Presumably, that 287k document is actually a bunch of smaller documents with some sort of delimiting (or structured as an array of json documents). Is that correct?


#6

I guess, yes. Here's an example snippet...

[ { title: [ 'A', [length]: 1 ],
mainTerm:
[ { title: [ 'Aarskog's syndrome', [length]: 1 ],
code: [ 'Q87.1', [length]: 1 ] },
{ title: [ 'Abandonment', [length]: 1 ],
see: [ 'Maltreatment', [length]: 1 ] },
{ title:
[ { nemod: [ '(-astasia) (hysterical)', [length]: 1 ],
_: 'Abasia' },
[length]: 1 ],
code: [ 'F44.4', [length]: 1 ] },
{ title:
[ { nemod: [ '(cystinosis)', [length]: 1 ],
_: 'Abderhalden-Kaufmann-Lignac syndrome' },
[length]: 1 ],
code: [ 'E72.04', [length]: 1 ] },
{ title: [ 'Abdomen, abdominal', [length]: 1 ],
term:
[ { title: [ 'acute', [length]: 1 ],
'$': { level: '1' },
code: [ 'R10.0', [length]: 1 ] },
{ title: [ 'angina', [length]: 1 ],
'$': { level: '1' },
code: [ 'K55.1', [length]: 1 ] },
{ title: [ 'muscle deficiency syndrome', [length]: 1 ],
'$': { level: '1' },
code: [ 'Q79.4', [length]: 1 ] },
[length]: 3 ],
seeAlso: [ 'condition', [length]: 1 ] },


(Shane Connelly) #7

If that's what the actual data looks like, the first step is going to be to get it into actual JSON. It's going to need double quotes around those field names and string values. Elasticsearch used to allow a lot of funky not-quite-JSON stuff including field names without quotes around them, but it broke stuff (e.g. https://github.com/elastic/elasticsearch/issues/9800). Also, Elasticsearch doesn't support arrays with a mixture of datatypes (https://www.elastic.co/guide/en/elasticsearch/reference/5.3/array.html), so you'll need a bit of manipulation there as well. It looks like the [length] piece is just describing the length of the array, and if that's so, it can just go away.

If you have to manipulate the data anyway, you may want to just produce an output in the bulk format when you do.


#8

Good catches. I converted it from xml. I'm replacing the single quotes with doubles and the I'll remove the [length] as well...

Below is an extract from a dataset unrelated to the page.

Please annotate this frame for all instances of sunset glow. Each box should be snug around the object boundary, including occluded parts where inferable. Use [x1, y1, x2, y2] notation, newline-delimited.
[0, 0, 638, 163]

I'm not following what you mean on producing output in the bulk format... That's ultimately what I'm trying to get to..


(Shane Connelly) #9

What I mean is that right now -- or soon anyway -- you're going from XML to JSON, and then you're looking to go from JSON to the bulk format. Since you have to reprocess the XML, you could just skip the JSON middleman and go straight from XML to the bulk format. Or, honestly, a few hundred thousand items is probably going to be pretty fast to index anyway so you could just post each entity directly to Elasticsearch without going through the bulk endpoint, assuming that's all you're trying to do.

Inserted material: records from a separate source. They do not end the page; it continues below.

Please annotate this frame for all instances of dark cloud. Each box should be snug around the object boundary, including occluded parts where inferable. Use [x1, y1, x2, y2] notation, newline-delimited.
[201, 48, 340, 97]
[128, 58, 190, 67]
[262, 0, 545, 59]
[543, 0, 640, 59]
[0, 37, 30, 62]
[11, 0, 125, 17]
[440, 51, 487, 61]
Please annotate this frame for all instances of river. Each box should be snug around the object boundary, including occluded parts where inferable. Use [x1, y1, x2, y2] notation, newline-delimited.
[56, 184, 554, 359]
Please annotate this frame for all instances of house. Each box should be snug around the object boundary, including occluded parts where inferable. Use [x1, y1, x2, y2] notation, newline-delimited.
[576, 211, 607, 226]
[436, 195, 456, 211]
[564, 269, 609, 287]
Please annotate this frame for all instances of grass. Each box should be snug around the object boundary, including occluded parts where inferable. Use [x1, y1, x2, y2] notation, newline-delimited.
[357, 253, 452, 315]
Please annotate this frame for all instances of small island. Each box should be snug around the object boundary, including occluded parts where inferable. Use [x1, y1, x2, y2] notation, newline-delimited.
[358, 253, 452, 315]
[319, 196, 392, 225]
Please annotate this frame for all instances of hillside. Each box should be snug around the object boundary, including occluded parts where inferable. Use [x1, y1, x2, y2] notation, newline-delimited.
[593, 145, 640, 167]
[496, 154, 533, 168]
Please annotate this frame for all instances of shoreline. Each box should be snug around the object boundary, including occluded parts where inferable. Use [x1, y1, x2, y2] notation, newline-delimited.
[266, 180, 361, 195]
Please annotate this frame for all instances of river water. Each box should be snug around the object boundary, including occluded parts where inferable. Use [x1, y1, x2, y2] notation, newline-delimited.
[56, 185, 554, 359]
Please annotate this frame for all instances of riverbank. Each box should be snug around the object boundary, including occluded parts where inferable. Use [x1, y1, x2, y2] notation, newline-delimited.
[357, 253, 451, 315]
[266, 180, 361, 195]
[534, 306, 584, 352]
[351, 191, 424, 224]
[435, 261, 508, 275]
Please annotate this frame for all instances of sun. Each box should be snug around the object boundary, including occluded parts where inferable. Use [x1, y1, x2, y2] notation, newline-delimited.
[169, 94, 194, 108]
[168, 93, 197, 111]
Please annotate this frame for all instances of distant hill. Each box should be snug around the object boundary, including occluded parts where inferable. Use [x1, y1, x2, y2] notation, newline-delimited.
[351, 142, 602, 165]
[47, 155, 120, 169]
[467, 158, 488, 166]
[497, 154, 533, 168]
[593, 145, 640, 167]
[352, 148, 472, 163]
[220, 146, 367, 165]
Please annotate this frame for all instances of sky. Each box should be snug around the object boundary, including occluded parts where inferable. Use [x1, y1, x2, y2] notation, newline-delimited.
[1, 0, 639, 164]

But to answer your question directly, if you've got a json file with an array of objects, I've used jq (https://stedolan.github.io/jq/) before to convert the array into a bulk format. It can also give you an opportunity to manipulate the data a little bit or drop entites along the way. As an example, I recently had a file that contained an array of roads with speedlimits that I wanted to convert into a bulk format. The following converted, adding the index commands in every other line

jq -c '.[] | select(.speed_limit != "0" and .speed_limit != "99")' tmp/roads.json | sed -e 's/^/{ "index" : { "_index" : "speedlimits", "_type" : "limits" } }\
/' > tmp/roads_bulk.json

#10

It would be great to skip the json middleman. How the heck do I do that?


(Shane Connelly) #11

That may depend on what you're using when you say

I converted it from xml.

If you've got a custom script/program doing the XML conversion, you could just edit that custom program to output into the bulk format. You could also just set up Logstash with a file input (https://www.elastic.co/guide/en/logstash/current/plugins-inputs-file.html) an XML filter (https://www.elastic.co/guide/en/logstash/current/plugins-filters-xml.html) and an Elasticsearch output (https://www.elastic.co/guide/en/logstash/current/plugins-outputs-elasticsearch.html) and let it deal with all the conversion/bulk for you.


#12

Fantastic! Thank you very much for this. I'll go through the documentation and install it and give it a try. It would be fantastic to be able to just load the xml into this and let it deal...

Glad I reached out...

Thanks again Shane!


(system) #13

This topic was automatically closed 28 days after the last reply. New replies are no longer allowed.